In den letzten Jahren wurde von der Landesregierung für mehrere Projekte Geld verschleudert. Zu nennen sind da der Landtagsneubau, die nachträgliche Absenkung des Pflasters am Landtag, verursacht durch die unsinnige Bannmeile in der Straße eines Bürgerrechtlers. Die Spielbankmiete, obwohl das Haus nicht vorhanden ist. Die bereits absehbaren Fehlinvestitionen in Ryanair. Ein überteuertes Opernhaus, welches in seiner Planung verschiedenste Projekte in der Kulturlandschaft hat wegbrechen lassen und dauerhaft subventioniert werden muss, obwohl es nicht für alle Bevölkerungsschichten erschwinglich ist.
Demgegenüber stehen die aktuellen Kürzungen im Jugendbereich. Kleinere Jugendverbände sind besonders von den Kürzungen betroffen, obwohl sie eine qualitativ hochwertige Arbeit leisten. ?Die Thüringer Jusos zeigen kein Verständnis für die Kürzungen im Jugendbereich. Die Zukunft der in Verbänden aktiven Jugendlichen steht auf dem Spiel. Jugendliche können sich nicht mehr im demokratischen System eingliedern und sich einbringen. Damit öffnen wir dieses Feld für nichtdemokratische Vereinigungen.?, so Antje Fischer, Leiterin des Arbeitskreis Bildung bei den Thüringer Jusos und Stadträtin in Erfurt.

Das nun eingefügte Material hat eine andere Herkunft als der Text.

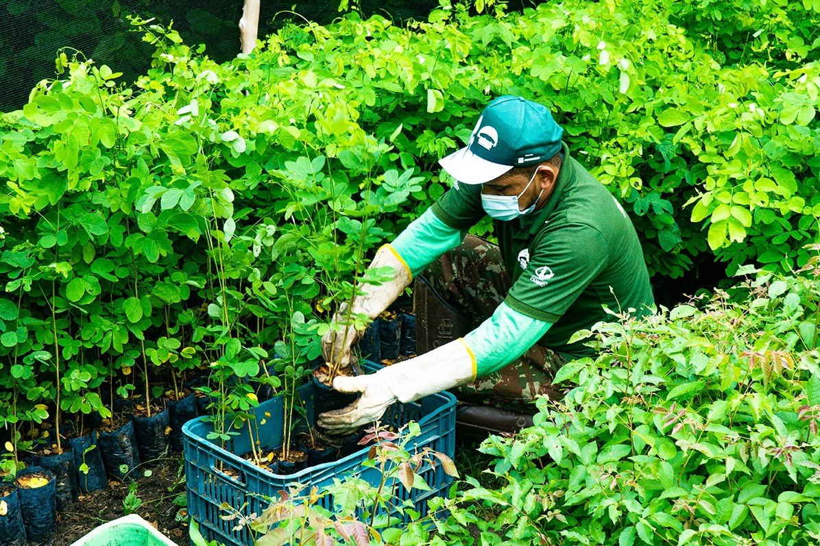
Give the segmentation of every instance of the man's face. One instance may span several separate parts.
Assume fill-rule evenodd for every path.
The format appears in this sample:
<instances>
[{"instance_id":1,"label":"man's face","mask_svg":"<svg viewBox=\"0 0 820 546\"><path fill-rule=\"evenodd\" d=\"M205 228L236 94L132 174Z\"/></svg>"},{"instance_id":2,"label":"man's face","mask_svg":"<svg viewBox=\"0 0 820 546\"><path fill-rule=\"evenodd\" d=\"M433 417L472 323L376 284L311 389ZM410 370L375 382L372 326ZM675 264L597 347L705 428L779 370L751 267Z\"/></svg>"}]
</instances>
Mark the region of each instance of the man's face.
<instances>
[{"instance_id":1,"label":"man's face","mask_svg":"<svg viewBox=\"0 0 820 546\"><path fill-rule=\"evenodd\" d=\"M535 208L538 209L547 202L552 194L557 175L555 168L550 165L540 165L533 167L533 171L529 175L526 174L526 171L518 171L512 175L504 173L501 176L482 184L481 193L485 195L517 195L518 196L519 210L527 208L537 199L539 202ZM532 184L530 184L531 180ZM539 198L539 195L540 195L540 198Z\"/></svg>"}]
</instances>

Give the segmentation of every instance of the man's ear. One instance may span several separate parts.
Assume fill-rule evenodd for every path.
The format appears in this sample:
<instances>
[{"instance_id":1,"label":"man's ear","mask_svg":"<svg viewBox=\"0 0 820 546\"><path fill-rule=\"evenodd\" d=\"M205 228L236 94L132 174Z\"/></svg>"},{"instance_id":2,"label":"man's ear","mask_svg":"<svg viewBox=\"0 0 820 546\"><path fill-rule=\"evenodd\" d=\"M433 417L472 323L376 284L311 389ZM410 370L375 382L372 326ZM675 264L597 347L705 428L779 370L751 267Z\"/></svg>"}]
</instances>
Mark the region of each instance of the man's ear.
<instances>
[{"instance_id":1,"label":"man's ear","mask_svg":"<svg viewBox=\"0 0 820 546\"><path fill-rule=\"evenodd\" d=\"M542 165L538 167L538 174L535 175L535 178L538 179L539 185L546 189L554 184L558 179L558 170L552 165Z\"/></svg>"}]
</instances>

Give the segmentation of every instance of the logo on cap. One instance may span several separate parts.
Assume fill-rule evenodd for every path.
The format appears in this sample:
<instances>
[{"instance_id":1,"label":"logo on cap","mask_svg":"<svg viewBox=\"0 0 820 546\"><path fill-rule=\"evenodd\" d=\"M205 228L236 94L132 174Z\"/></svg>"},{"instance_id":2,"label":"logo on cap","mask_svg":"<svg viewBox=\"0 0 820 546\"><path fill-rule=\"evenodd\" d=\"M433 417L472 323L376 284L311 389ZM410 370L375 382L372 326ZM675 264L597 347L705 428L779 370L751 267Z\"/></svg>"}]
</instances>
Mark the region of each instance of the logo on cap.
<instances>
[{"instance_id":1,"label":"logo on cap","mask_svg":"<svg viewBox=\"0 0 820 546\"><path fill-rule=\"evenodd\" d=\"M553 273L553 270L546 266L543 267L539 267L535 270L535 274L530 277L530 280L538 284L539 286L546 286L547 281L555 276Z\"/></svg>"},{"instance_id":2,"label":"logo on cap","mask_svg":"<svg viewBox=\"0 0 820 546\"><path fill-rule=\"evenodd\" d=\"M521 266L522 269L526 269L526 266L529 263L530 263L530 249L524 248L524 250L518 253L518 265Z\"/></svg>"},{"instance_id":3,"label":"logo on cap","mask_svg":"<svg viewBox=\"0 0 820 546\"><path fill-rule=\"evenodd\" d=\"M491 150L499 143L499 132L490 125L478 130L478 144L486 150Z\"/></svg>"}]
</instances>

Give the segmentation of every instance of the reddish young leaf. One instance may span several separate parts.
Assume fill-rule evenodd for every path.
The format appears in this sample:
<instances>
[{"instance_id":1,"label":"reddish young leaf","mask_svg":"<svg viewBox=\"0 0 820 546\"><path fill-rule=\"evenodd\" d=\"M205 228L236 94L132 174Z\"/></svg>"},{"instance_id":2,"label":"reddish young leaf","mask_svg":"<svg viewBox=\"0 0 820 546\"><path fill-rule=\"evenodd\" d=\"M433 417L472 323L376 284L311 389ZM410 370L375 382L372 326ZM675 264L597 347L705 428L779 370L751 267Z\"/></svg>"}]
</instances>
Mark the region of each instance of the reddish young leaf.
<instances>
[{"instance_id":1,"label":"reddish young leaf","mask_svg":"<svg viewBox=\"0 0 820 546\"><path fill-rule=\"evenodd\" d=\"M353 526L351 535L356 546L370 546L370 539L367 536L367 528L361 521L353 521L350 524Z\"/></svg>"},{"instance_id":2,"label":"reddish young leaf","mask_svg":"<svg viewBox=\"0 0 820 546\"><path fill-rule=\"evenodd\" d=\"M399 465L399 481L402 482L404 488L409 491L412 489L412 482L416 475L407 462Z\"/></svg>"},{"instance_id":3,"label":"reddish young leaf","mask_svg":"<svg viewBox=\"0 0 820 546\"><path fill-rule=\"evenodd\" d=\"M453 459L437 451L434 451L433 455L441 461L441 467L444 469L444 472L448 475L452 475L453 478L458 477L458 471L456 470L456 463L453 462Z\"/></svg>"},{"instance_id":4,"label":"reddish young leaf","mask_svg":"<svg viewBox=\"0 0 820 546\"><path fill-rule=\"evenodd\" d=\"M333 546L334 540L330 535L325 532L324 529L318 529L316 531L316 546Z\"/></svg>"}]
</instances>

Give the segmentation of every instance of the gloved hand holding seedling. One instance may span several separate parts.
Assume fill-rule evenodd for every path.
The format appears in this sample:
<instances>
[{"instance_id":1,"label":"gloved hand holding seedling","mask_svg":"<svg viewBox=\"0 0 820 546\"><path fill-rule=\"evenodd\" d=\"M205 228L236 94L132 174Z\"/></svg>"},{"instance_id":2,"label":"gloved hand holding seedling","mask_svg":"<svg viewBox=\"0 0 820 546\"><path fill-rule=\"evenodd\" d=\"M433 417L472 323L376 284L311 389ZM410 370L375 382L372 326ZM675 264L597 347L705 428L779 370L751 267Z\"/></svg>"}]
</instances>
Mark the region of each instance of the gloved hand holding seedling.
<instances>
[{"instance_id":1,"label":"gloved hand holding seedling","mask_svg":"<svg viewBox=\"0 0 820 546\"><path fill-rule=\"evenodd\" d=\"M386 272L387 275L379 274ZM379 280L383 280L376 284ZM339 371L356 362L353 345L362 339L367 325L376 319L410 284L408 267L389 245L379 249L360 284L347 303L334 315L331 328L321 338L321 352L330 368L328 383ZM375 281L375 282L374 282Z\"/></svg>"}]
</instances>

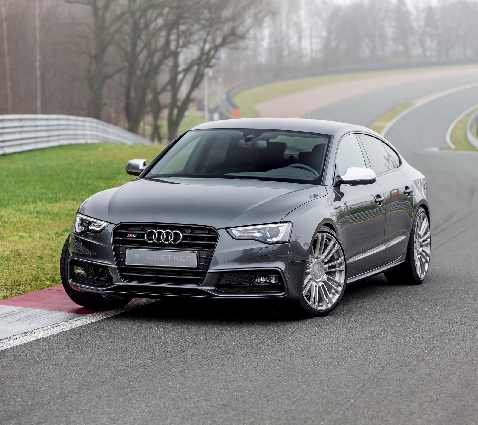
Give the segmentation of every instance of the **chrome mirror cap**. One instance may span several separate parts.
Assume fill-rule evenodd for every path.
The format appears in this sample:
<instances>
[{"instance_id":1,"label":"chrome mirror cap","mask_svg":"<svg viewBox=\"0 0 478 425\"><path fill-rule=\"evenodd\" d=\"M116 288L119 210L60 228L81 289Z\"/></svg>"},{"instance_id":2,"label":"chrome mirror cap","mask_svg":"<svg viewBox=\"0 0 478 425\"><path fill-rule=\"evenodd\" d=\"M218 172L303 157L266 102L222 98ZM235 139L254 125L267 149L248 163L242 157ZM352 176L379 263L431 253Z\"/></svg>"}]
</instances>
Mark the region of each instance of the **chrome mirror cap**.
<instances>
[{"instance_id":1,"label":"chrome mirror cap","mask_svg":"<svg viewBox=\"0 0 478 425\"><path fill-rule=\"evenodd\" d=\"M340 176L344 183L349 185L369 185L377 180L375 172L364 167L350 167L345 174Z\"/></svg>"},{"instance_id":2,"label":"chrome mirror cap","mask_svg":"<svg viewBox=\"0 0 478 425\"><path fill-rule=\"evenodd\" d=\"M126 172L131 175L139 175L146 167L146 160L144 158L130 159L126 164Z\"/></svg>"}]
</instances>

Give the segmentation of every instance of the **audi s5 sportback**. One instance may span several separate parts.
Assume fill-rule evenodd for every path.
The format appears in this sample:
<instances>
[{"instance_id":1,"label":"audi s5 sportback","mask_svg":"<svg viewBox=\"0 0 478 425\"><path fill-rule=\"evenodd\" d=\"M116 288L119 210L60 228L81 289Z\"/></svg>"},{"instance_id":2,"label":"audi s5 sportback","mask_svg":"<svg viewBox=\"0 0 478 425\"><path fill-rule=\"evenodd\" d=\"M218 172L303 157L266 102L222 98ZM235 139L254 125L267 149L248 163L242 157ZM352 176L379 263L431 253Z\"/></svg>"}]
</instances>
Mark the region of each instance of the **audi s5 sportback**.
<instances>
[{"instance_id":1,"label":"audi s5 sportback","mask_svg":"<svg viewBox=\"0 0 478 425\"><path fill-rule=\"evenodd\" d=\"M134 296L276 298L307 316L385 272L416 284L430 261L423 175L365 127L314 120L207 122L137 178L90 196L61 255L81 305Z\"/></svg>"}]
</instances>

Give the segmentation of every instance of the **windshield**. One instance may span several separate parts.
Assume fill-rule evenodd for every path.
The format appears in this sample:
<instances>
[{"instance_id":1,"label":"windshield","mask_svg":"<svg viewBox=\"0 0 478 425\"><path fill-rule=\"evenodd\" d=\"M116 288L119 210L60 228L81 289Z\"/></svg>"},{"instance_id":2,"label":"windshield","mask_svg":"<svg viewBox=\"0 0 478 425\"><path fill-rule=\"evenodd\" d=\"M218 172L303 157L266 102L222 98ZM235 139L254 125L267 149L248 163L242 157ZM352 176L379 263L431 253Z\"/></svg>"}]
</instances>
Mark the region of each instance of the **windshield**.
<instances>
[{"instance_id":1,"label":"windshield","mask_svg":"<svg viewBox=\"0 0 478 425\"><path fill-rule=\"evenodd\" d=\"M330 139L282 130L192 130L157 160L147 176L320 184Z\"/></svg>"}]
</instances>

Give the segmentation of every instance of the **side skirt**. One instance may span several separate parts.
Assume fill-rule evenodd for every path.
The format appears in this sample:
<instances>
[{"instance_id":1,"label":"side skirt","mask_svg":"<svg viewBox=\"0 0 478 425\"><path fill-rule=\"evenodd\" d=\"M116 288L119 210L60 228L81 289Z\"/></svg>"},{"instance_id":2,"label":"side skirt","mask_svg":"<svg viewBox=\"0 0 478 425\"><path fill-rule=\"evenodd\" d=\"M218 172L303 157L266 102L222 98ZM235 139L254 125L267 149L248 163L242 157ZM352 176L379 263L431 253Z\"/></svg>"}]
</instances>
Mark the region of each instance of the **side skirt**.
<instances>
[{"instance_id":1,"label":"side skirt","mask_svg":"<svg viewBox=\"0 0 478 425\"><path fill-rule=\"evenodd\" d=\"M388 264L385 264L384 266L379 267L378 269L374 269L373 270L370 270L369 272L366 272L365 273L362 273L361 274L358 274L357 276L354 276L353 277L349 277L347 279L347 283L351 283L352 282L356 282L357 281L367 279L368 277L375 276L376 274L380 274L380 273L383 273L384 272L386 272L390 269L393 269L397 267L402 264L404 261L405 261L405 258L400 258L392 262L389 263Z\"/></svg>"}]
</instances>

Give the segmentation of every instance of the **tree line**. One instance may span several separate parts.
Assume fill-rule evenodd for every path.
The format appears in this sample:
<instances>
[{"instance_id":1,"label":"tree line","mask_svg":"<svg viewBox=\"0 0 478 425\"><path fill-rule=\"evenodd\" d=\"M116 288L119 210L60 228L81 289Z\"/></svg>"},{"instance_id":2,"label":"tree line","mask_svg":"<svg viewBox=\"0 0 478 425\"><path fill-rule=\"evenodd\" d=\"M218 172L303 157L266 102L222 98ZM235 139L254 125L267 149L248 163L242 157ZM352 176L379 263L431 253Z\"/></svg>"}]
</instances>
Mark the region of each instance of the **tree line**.
<instances>
[{"instance_id":1,"label":"tree line","mask_svg":"<svg viewBox=\"0 0 478 425\"><path fill-rule=\"evenodd\" d=\"M160 122L165 117L170 140L177 134L205 69L214 65L221 49L246 37L261 19L264 4L0 2L0 113L85 115L135 132L147 116L153 140L165 137Z\"/></svg>"},{"instance_id":2,"label":"tree line","mask_svg":"<svg viewBox=\"0 0 478 425\"><path fill-rule=\"evenodd\" d=\"M272 0L272 6L239 50L225 52L223 66L235 82L478 61L477 0Z\"/></svg>"},{"instance_id":3,"label":"tree line","mask_svg":"<svg viewBox=\"0 0 478 425\"><path fill-rule=\"evenodd\" d=\"M0 114L147 122L156 140L177 134L209 67L230 87L478 60L476 0L0 0Z\"/></svg>"}]
</instances>

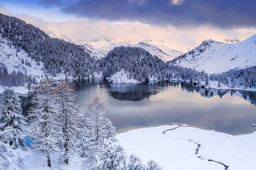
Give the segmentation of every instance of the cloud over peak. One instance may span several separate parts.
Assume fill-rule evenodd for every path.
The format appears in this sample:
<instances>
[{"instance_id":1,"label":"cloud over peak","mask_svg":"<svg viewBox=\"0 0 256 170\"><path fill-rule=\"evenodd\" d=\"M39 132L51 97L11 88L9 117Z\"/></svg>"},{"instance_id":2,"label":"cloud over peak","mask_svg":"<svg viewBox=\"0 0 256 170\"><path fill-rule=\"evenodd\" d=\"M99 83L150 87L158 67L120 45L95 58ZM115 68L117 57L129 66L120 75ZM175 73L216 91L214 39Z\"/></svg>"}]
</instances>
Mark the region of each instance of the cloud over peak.
<instances>
[{"instance_id":1,"label":"cloud over peak","mask_svg":"<svg viewBox=\"0 0 256 170\"><path fill-rule=\"evenodd\" d=\"M42 0L63 12L92 19L176 27L210 25L256 27L254 0Z\"/></svg>"}]
</instances>

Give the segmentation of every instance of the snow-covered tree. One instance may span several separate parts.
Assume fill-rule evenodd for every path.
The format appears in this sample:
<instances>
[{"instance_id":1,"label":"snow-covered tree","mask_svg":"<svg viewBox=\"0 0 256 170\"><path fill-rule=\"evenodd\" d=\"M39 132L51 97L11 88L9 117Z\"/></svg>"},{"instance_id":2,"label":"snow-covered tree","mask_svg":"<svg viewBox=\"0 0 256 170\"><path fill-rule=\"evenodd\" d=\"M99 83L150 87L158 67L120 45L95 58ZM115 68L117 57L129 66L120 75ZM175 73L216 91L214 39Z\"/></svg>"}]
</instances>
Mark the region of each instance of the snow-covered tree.
<instances>
[{"instance_id":1,"label":"snow-covered tree","mask_svg":"<svg viewBox=\"0 0 256 170\"><path fill-rule=\"evenodd\" d=\"M0 141L0 169L6 169L12 161L10 156L14 154L13 149L9 145Z\"/></svg>"},{"instance_id":2,"label":"snow-covered tree","mask_svg":"<svg viewBox=\"0 0 256 170\"><path fill-rule=\"evenodd\" d=\"M82 130L83 115L78 112L76 104L76 94L72 86L67 81L61 81L57 87L59 99L59 121L62 125L61 141L64 150L64 162L68 164L70 155L76 151L78 146L78 134Z\"/></svg>"},{"instance_id":3,"label":"snow-covered tree","mask_svg":"<svg viewBox=\"0 0 256 170\"><path fill-rule=\"evenodd\" d=\"M21 103L13 90L6 89L0 105L0 141L14 149L26 149L24 132L26 119L22 115Z\"/></svg>"},{"instance_id":4,"label":"snow-covered tree","mask_svg":"<svg viewBox=\"0 0 256 170\"><path fill-rule=\"evenodd\" d=\"M127 170L126 159L125 151L119 143L113 138L105 138L96 169Z\"/></svg>"},{"instance_id":5,"label":"snow-covered tree","mask_svg":"<svg viewBox=\"0 0 256 170\"><path fill-rule=\"evenodd\" d=\"M97 164L97 156L103 146L104 139L112 138L116 135L116 129L107 119L107 111L98 97L88 106L86 127L81 142L81 155L86 158L86 162L91 167Z\"/></svg>"},{"instance_id":6,"label":"snow-covered tree","mask_svg":"<svg viewBox=\"0 0 256 170\"><path fill-rule=\"evenodd\" d=\"M136 155L131 155L127 165L128 170L146 170L146 167Z\"/></svg>"},{"instance_id":7,"label":"snow-covered tree","mask_svg":"<svg viewBox=\"0 0 256 170\"><path fill-rule=\"evenodd\" d=\"M96 97L88 107L88 115L86 118L87 136L92 149L97 151L103 145L104 138L116 135L116 130L107 119L107 111L103 103Z\"/></svg>"},{"instance_id":8,"label":"snow-covered tree","mask_svg":"<svg viewBox=\"0 0 256 170\"><path fill-rule=\"evenodd\" d=\"M147 162L147 170L162 170L162 169L154 160L149 160Z\"/></svg>"},{"instance_id":9,"label":"snow-covered tree","mask_svg":"<svg viewBox=\"0 0 256 170\"><path fill-rule=\"evenodd\" d=\"M34 138L32 148L36 153L46 154L47 165L51 167L50 155L61 150L63 143L63 123L59 120L58 96L53 81L47 79L34 88L30 118L30 136Z\"/></svg>"}]
</instances>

Die Wertpapiere vom Landesjugendring, deren Weitergabe bisher schleppend verläuft, ist eine Verklärung der Tatsachen. Politiker wie Dieter Althaus erklären sich damit bereit, einmal im Jahr ein Jugendprojekt zu besuchen. Die Jusos bezweifeln, dass damit eine Weiterführung der bisherigen Arbeiten möglich ist.